The hon. Lady mentions the expert working group’s report, which was, as she rightly says, universally panned in this Chamber. The interesting thing is that the Cumberlege review took place after the expert working group. It had a look at the report and also came to the conclusion that it was not worth the paper it was written on.
I thank the hon. Lady for her intervention. She makes an excellent point. We know there were serious questions around the process and the independence of the report. I remember going with her across the road to the conference centre where it was being launched, and being denied entry. Two democratically elected Members of Parliament working for our constituents were refused entry to the launch of a report funded by public money. It was an absolute scandal.

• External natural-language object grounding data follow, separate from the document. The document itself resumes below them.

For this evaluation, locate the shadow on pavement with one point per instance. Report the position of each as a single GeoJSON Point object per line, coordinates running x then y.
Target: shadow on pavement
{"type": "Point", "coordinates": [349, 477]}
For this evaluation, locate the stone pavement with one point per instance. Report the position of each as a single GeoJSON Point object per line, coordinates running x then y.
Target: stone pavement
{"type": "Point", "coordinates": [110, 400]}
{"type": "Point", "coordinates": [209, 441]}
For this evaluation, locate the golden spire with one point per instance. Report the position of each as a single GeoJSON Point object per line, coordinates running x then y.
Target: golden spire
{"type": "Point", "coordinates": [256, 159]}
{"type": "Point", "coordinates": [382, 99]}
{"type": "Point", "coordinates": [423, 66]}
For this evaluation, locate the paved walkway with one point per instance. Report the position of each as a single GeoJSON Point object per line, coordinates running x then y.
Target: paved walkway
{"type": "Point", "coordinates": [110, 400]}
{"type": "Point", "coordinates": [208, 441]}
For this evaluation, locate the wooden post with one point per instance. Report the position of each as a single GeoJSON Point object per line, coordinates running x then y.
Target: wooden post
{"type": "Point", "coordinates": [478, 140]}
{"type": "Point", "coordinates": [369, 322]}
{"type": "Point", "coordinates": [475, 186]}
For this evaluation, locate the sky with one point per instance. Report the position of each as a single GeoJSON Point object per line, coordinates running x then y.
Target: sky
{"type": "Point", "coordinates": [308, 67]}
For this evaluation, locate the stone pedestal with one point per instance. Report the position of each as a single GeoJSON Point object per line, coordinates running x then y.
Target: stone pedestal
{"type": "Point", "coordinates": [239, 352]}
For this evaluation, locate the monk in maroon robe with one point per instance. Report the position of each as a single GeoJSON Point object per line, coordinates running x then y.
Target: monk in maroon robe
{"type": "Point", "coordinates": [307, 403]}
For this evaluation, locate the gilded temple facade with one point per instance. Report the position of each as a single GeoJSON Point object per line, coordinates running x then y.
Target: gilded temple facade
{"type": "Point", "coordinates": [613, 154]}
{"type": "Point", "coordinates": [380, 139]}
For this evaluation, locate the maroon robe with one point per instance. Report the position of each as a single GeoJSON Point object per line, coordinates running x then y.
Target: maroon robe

The evidence uncovered by Sky News reporter Jason Farrell suggested that significant sections of the original draft were changed before publication, including the omission of a graph showing that the majority of historical studies found an association between the drug and malformations. In short, evidence was deliberately omitted and censored, and Government money was spent on that. You know the worst of it? Families and victims were strung along for months and months and months only to be let down. That can never happen again.
If the Government seek to rebuild trust after such devastating scandals as Primodos, they must give the public and most of all the victims a fair and open process. That cannot be achieved, however, if it relies on a report and findings that are not fit for purpose. Everybody in the House knows that and the public know that. How many times are we going to see public money spent on placating people, while report after review gathers dust on a shelf rather than action being taken? Processes have to be open and robust. When they are and when reports such as Baroness Cumberlege’s report are produced, they have to be put into action. It is vital that that now happens and that we find a way forward for Primodos victims, and for the victims of sodium valproate and mesh.
All the failings in the system that led to this awful situation are in the past and cannot be undone, but we have to be sure that the public have confidence not just in their medical practitioners, who have done a phenomenal job through covid, but in the processes and in our ability as parliamentarians to do our job. Now, in 2021, why are the Government continuing to perpetuate that wrong? They are compounding the pain and suffering that the families have endured at the hands of the state’s failure to regulate private pharmaceutical companies properly. It feels very much like profit over people. We do not want to hear, and I know that my constituents do not want to hear, “We’re in litigation; we’re engaged in a legal process.” That is all very well, but the Government have a duty to implement the recommendations of the report that they commissioned.
All I would say to the Minister and the Health Secretary is that they have the opportunity to right a wrong. Let us not continue down the road of defensiveness and turning our back on those victims who have waited decades—literally lifetimes—to get answers and justice. Ministers should do the right thing and give them the justice and the recompense that they deserve.